Kim Thomas wrote . . . . . . . . .

A simple blood test could identify seemingly-healthy people with a high hidden risk of heart disease thanks to a world-first discovery by University of Otago, Christchurch researchers.

Researchers from the University’s Christchurch Heart Institute studied the blood samples and cardiology scans of 665 healthy young and middle-aged people with no previous heart conditions. They found people with high levels of a hormone in the blood, called C-type Natriuretic Peptide (CNP), were significantly more likely to have stiffening of the arteries, reduced pumping action of the heart, higher fat levels in the blood and liver, and reduced kidney function—all signs of increased risk of heart disease.

The discovery could one day enable doctors to identify those people whose lives could be saved from a future heart attack by interventions such as drugs or lifestyle changes.

The study is the first to describe a link between the blood hormone CNP and inflammation across a range of tissues including arteries and the heart. The results were recently published in the prestigious Peptides journal.
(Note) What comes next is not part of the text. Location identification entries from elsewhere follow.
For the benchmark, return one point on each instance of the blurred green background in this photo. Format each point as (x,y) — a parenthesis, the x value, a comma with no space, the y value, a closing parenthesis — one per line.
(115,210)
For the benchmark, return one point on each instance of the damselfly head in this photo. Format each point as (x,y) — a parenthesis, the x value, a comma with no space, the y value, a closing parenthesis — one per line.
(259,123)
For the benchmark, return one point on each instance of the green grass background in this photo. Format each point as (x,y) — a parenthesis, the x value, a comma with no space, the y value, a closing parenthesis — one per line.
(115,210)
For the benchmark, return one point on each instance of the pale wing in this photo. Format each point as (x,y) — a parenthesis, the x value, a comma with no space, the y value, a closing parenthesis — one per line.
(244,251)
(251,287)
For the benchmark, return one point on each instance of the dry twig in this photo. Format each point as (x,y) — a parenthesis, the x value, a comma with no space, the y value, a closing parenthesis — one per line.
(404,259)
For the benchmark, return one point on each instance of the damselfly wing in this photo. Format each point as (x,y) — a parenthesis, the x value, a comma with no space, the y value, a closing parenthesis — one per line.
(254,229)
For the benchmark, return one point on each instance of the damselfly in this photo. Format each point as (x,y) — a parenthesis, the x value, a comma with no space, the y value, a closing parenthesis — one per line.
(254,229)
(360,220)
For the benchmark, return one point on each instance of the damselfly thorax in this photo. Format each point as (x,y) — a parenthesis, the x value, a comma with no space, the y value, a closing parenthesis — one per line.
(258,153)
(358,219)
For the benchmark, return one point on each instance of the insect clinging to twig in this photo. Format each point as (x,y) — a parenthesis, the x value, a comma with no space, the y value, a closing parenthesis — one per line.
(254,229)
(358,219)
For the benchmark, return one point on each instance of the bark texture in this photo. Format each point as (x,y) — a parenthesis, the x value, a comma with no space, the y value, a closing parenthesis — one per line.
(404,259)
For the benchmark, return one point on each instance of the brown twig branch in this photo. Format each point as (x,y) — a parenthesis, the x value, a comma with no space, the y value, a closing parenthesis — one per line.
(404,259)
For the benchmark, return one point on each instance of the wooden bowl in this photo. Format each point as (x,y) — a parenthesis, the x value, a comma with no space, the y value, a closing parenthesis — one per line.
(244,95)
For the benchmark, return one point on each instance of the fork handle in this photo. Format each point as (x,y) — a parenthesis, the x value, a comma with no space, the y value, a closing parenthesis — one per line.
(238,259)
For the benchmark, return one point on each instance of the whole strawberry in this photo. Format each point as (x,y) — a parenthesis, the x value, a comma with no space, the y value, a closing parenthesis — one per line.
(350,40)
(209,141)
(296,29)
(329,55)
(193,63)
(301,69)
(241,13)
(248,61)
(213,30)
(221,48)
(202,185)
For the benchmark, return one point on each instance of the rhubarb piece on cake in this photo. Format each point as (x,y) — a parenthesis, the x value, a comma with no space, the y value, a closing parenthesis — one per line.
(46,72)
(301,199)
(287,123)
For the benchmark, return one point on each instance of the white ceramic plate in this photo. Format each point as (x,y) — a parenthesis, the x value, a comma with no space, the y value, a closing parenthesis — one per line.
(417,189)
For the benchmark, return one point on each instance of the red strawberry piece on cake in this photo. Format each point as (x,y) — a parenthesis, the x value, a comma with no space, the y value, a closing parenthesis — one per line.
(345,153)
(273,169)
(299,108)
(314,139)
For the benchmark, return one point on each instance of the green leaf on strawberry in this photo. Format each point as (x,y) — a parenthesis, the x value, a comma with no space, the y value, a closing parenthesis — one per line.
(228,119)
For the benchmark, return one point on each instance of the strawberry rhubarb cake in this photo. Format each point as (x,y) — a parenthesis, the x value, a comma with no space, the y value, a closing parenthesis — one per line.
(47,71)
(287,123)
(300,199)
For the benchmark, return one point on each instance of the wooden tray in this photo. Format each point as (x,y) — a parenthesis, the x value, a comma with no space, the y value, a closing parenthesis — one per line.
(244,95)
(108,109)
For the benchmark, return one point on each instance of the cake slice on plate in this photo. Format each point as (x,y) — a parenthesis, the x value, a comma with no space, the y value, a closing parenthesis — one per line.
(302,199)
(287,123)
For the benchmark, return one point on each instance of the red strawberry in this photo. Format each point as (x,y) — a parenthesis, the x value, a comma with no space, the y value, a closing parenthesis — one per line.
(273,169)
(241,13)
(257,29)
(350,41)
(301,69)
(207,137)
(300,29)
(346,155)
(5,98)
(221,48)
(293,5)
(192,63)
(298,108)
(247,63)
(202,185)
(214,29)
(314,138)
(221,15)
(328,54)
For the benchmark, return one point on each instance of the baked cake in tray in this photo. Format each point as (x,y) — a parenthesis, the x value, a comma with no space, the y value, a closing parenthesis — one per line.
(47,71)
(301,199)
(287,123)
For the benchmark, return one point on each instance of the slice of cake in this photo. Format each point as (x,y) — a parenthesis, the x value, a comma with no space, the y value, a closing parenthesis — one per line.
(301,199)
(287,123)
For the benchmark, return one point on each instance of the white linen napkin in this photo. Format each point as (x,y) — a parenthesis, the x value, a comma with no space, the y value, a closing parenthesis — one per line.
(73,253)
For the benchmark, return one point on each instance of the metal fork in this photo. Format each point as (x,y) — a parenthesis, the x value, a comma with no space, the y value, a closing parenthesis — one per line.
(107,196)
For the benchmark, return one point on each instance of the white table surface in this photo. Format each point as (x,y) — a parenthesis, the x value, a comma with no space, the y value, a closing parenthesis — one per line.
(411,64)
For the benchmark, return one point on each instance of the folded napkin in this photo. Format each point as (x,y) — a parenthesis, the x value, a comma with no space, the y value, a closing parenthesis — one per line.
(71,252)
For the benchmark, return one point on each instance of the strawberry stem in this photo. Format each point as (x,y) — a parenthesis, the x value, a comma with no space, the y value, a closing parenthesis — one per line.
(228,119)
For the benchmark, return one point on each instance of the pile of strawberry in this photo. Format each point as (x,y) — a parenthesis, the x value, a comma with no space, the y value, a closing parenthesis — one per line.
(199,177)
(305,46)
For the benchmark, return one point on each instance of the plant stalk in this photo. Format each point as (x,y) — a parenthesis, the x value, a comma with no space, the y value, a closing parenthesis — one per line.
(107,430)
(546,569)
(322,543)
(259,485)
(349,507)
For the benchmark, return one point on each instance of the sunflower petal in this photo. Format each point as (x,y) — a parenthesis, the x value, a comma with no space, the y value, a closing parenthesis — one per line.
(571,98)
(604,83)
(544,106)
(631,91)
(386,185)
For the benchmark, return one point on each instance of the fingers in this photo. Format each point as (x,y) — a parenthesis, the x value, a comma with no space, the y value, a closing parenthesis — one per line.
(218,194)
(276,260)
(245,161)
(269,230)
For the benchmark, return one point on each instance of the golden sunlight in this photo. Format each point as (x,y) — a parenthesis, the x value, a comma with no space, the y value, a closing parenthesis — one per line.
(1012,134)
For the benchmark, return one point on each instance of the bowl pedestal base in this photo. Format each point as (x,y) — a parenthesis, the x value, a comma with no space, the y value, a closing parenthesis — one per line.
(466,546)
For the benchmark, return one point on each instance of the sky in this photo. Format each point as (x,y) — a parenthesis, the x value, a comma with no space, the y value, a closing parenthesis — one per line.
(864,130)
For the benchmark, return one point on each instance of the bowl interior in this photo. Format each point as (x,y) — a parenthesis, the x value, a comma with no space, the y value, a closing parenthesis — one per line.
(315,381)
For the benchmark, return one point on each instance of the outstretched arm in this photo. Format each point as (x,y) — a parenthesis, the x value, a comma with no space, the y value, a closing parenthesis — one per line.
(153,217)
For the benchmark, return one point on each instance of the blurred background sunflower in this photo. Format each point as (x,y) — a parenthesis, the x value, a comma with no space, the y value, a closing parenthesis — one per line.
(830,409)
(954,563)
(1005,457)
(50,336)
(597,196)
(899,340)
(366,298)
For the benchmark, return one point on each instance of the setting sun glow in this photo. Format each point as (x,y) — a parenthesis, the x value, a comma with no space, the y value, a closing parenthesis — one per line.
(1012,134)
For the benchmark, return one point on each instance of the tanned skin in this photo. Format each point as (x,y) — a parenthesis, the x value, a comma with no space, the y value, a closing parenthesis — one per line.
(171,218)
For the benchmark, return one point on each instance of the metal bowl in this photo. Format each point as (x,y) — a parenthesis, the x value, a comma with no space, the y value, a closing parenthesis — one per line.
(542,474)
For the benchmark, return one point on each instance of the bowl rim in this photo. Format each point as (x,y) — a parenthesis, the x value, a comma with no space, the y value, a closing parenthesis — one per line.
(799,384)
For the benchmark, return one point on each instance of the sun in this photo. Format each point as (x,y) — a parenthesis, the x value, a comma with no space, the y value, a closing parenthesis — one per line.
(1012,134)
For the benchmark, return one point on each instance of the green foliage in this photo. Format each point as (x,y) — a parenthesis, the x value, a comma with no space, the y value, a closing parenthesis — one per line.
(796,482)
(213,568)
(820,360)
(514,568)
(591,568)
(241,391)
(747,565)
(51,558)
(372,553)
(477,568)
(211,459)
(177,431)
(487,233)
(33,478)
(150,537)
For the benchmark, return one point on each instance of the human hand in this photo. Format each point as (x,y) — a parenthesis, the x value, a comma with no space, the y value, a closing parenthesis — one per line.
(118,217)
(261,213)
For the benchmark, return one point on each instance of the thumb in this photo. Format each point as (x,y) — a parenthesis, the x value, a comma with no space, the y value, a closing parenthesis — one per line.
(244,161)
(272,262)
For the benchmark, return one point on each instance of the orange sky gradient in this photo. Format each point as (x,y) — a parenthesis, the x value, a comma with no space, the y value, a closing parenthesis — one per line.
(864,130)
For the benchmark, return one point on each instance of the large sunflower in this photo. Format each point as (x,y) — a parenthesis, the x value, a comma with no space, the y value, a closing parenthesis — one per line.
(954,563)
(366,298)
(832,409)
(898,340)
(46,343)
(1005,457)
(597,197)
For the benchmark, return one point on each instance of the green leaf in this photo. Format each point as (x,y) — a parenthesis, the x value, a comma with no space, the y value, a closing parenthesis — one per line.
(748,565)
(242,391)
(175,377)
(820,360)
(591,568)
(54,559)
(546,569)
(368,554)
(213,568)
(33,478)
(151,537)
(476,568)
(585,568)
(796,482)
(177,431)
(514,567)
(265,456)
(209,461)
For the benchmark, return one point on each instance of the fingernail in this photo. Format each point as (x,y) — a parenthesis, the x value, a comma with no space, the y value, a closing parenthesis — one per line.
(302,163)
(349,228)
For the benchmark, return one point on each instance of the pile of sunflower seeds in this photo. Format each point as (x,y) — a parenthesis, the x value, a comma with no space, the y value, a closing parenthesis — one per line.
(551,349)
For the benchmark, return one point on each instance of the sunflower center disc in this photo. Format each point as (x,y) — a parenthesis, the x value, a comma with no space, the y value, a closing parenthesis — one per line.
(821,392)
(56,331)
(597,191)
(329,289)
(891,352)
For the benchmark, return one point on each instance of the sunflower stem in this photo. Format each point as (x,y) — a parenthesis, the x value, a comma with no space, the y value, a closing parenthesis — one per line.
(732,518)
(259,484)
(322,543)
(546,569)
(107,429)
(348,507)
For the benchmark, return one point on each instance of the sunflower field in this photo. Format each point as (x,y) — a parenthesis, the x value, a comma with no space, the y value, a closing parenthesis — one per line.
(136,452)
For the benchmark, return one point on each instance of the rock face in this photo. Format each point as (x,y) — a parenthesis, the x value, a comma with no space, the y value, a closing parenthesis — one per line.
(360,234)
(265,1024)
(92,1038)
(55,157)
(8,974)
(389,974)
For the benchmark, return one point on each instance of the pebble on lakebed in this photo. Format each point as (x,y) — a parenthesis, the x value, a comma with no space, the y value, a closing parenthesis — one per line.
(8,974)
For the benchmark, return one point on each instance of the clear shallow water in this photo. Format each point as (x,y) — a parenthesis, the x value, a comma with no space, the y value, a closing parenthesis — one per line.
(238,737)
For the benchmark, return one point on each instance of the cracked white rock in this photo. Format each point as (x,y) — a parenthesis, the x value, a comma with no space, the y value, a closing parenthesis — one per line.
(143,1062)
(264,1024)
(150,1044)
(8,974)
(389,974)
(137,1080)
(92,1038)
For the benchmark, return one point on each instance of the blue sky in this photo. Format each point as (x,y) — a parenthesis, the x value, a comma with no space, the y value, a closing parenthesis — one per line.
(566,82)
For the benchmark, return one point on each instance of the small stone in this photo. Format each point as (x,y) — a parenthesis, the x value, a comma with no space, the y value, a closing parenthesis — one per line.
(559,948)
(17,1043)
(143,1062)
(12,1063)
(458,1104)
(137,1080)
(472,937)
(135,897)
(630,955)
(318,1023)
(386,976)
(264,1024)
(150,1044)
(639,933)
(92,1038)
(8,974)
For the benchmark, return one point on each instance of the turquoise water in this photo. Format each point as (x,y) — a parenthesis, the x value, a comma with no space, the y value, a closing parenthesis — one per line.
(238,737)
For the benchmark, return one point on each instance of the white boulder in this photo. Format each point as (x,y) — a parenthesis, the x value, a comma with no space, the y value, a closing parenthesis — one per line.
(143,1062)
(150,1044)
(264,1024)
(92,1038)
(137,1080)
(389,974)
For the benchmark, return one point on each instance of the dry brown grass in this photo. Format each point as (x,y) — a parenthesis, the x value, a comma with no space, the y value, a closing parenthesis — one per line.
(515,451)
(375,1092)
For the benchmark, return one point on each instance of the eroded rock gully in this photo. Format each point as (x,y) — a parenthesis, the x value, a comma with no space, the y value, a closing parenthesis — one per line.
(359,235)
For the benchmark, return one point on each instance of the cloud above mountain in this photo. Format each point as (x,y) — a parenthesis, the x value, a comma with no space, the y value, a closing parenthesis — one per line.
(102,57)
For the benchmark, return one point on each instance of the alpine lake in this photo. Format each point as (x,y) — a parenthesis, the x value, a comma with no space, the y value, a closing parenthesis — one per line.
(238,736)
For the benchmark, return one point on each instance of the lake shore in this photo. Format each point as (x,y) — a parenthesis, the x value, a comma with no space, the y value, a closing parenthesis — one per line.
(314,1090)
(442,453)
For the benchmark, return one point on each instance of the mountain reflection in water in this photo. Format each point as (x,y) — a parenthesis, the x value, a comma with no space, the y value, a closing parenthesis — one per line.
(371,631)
Lead researcher Dr. Tim Prickett says CNP seems to protect arteries from hardening and blocking. This means it is working hard and present in higher levels in those with potentially poor, and undetected, cardiovascular health.

“We examined two quite different groups of healthy people—one group age 28 years, the other age 50 years—both without history of heart or kidney disease. High levels of CNP in both age groups were found in people who had stiffer arteries, reduced pumping action of the heart, higher fat levels in the blood and liver, and reduced kidney function.”

Dr. Prickett says inflamed and blocked arteries can cause numerous physical problems including scarring and stiffness and damage to organs such as the heart, liver and kidneys. “We found that CNP in the blood stream reflects an increased production of CNP in these tissues, as part of a protective response to inflammation.”

He says the finding that CNP acts to protect the body is key to helping save lives through early detection of serious conditions such as atherosclerosis, which can lead to heart attack or stroke.

This is one of a number of discoveries by the Christchurch Heart Institute over the past 25 years. The research group has discovered and developed blood tests for heart disease diagnosis and treatment, some of which are used in hospitals and emergency departments in New Zealand and around the globe.